Pille danach ohne Rezept

KBV meldet Bedenken an

Berlin - 17.04.2013, 15:30 Uhr


Die Kassenärztliche Bundesvereinigung (KBV) hat Zweifel, dass sich die Versorgungsqualität für Frauen verbessert, wenn die „Pille danach“ rezeptfrei werden sollte. Vielmehr sieht sie die Gefahr, dass so eine bereits bestehende gute Versorgung im Bereich der Notfallkontrazeption negativ beeinflusst wird. Die Beratung sehen die Kassenärzte bei sich selbst in den besten Händen.

Zunächst stellt die KBV in ihrer Stellungnahme fest, dass Deutschland sowohl im europäischen als auch im internationalen Vergleich eines der Länder mit den niedrigsten Raten an Schwangerschaftsabbrüchen ist – insbesondere auch bei Teenagern. Auch sei das Ziel, mit der Befreiung der „Pille danach“ von der Rezeptpflicht die Abbruchraten zu senken, in vielen Ländern nicht erreicht worden.
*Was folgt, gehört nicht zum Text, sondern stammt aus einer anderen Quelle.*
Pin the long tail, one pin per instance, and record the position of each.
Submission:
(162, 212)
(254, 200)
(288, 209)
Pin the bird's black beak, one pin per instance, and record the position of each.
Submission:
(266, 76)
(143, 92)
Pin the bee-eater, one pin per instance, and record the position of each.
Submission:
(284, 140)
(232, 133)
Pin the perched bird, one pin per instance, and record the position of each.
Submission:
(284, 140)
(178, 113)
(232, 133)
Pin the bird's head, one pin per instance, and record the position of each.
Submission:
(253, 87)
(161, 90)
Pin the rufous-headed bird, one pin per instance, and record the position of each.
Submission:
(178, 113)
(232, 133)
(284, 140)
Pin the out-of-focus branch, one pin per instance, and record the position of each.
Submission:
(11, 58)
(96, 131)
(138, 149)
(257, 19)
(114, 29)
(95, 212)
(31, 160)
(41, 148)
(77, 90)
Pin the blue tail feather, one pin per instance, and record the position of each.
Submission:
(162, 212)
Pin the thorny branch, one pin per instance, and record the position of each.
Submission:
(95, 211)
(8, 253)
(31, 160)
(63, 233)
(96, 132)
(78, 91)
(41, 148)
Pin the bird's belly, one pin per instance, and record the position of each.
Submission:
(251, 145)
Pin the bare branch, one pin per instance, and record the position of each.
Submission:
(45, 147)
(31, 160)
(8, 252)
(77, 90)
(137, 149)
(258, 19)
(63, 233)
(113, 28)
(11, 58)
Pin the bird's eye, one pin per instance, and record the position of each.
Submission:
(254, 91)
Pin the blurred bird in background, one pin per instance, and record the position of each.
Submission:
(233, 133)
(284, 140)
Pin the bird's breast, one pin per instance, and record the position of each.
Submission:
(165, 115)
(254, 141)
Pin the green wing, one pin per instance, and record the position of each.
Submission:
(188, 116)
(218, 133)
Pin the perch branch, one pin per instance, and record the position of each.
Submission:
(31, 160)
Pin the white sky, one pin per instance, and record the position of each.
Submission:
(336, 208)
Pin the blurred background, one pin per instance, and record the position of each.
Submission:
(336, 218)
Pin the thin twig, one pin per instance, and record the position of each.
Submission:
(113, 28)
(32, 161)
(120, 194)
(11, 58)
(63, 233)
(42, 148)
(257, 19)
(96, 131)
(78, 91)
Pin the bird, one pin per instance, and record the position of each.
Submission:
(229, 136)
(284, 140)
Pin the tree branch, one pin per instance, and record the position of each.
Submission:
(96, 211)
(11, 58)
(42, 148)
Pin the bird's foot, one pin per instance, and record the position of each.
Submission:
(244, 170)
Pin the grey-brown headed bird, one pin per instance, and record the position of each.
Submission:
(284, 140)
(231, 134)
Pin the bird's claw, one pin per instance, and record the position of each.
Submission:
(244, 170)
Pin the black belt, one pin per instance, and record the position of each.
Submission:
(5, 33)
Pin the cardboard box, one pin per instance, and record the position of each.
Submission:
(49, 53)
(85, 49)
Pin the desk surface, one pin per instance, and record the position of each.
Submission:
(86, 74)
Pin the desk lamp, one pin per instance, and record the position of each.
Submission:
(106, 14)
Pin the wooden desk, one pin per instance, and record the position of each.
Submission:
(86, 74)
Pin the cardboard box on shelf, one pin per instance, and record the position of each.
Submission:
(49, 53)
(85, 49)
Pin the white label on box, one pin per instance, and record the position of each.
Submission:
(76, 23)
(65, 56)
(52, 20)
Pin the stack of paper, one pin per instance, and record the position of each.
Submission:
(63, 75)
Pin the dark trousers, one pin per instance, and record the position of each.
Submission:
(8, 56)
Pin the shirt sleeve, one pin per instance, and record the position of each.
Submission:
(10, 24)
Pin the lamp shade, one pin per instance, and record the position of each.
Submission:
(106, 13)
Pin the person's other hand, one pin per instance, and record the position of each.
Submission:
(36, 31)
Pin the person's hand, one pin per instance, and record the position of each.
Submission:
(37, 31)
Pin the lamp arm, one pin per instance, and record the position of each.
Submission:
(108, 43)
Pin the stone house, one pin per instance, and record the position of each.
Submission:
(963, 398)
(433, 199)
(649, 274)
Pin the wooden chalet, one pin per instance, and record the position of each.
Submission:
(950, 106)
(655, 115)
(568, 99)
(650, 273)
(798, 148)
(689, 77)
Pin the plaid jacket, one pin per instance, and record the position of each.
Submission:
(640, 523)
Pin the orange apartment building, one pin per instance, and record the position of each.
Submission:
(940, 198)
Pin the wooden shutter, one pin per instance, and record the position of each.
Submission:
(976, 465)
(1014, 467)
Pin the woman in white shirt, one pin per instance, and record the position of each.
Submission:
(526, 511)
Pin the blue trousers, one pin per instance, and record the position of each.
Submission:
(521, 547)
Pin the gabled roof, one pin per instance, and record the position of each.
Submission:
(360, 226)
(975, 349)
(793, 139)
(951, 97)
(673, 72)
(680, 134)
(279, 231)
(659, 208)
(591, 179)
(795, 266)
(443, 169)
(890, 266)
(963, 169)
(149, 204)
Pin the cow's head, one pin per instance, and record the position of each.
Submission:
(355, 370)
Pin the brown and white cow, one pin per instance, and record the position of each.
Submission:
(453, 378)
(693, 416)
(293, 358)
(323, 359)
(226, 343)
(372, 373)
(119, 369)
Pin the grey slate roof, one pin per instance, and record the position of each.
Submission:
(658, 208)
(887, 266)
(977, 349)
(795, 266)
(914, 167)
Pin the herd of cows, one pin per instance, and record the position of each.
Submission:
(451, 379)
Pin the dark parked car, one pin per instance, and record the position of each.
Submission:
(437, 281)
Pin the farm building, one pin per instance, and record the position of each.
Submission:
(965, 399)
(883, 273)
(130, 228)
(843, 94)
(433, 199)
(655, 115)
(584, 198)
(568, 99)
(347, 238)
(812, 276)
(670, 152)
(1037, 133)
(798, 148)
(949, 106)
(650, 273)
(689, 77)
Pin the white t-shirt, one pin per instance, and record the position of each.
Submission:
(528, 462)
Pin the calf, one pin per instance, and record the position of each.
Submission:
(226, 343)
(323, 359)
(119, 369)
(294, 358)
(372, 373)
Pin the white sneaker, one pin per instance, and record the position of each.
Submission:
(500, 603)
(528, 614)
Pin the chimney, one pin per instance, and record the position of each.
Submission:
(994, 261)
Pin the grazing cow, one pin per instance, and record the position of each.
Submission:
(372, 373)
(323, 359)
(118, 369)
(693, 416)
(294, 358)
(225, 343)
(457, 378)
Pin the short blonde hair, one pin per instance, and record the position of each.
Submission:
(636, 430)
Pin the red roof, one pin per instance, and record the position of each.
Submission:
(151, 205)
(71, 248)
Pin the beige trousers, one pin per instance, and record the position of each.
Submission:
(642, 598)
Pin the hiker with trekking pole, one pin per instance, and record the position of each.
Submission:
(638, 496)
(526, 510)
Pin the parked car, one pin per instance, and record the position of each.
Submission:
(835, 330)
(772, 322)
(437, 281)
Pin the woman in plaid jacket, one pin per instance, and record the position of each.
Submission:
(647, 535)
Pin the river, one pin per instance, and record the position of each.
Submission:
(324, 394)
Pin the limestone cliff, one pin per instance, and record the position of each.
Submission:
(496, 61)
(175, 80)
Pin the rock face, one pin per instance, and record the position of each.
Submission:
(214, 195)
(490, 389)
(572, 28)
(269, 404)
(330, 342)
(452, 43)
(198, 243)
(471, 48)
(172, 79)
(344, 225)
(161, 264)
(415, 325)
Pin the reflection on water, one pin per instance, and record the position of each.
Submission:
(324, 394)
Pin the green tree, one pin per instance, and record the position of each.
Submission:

So sei das Notfallverhütungsmittel in Großbritannien seit zwölf Jahren rezeptfrei erhältlich – seither seien die Abbruchraten um 7,7 Prozent gestiegen.

Überdies betont die KBV, dass es verschiedene Aspekte der Arzneimittelsicherheit zu bedenken gibt – etwa im Hinblick auf thromboembolische Ereignisse. Es bedürfe also einer qualifizierten Beratung, wenn die „Pille danach“ eingenommen werden soll. „Wer diese Mittel zur Anwendung bringt, sollte in der Lage sein, die Notwendigkeit ihres Einsatzes zu klären, Fragen zu Wirksamkeit, Kontraindikationen, Neben- und Wechselwirkungen zu beantworten und im Einzelfall bei entsprechender Anamnese auch eine bereits bestehende Schwangerschaft auszuschließen“, heißt es in der Stellungnahme.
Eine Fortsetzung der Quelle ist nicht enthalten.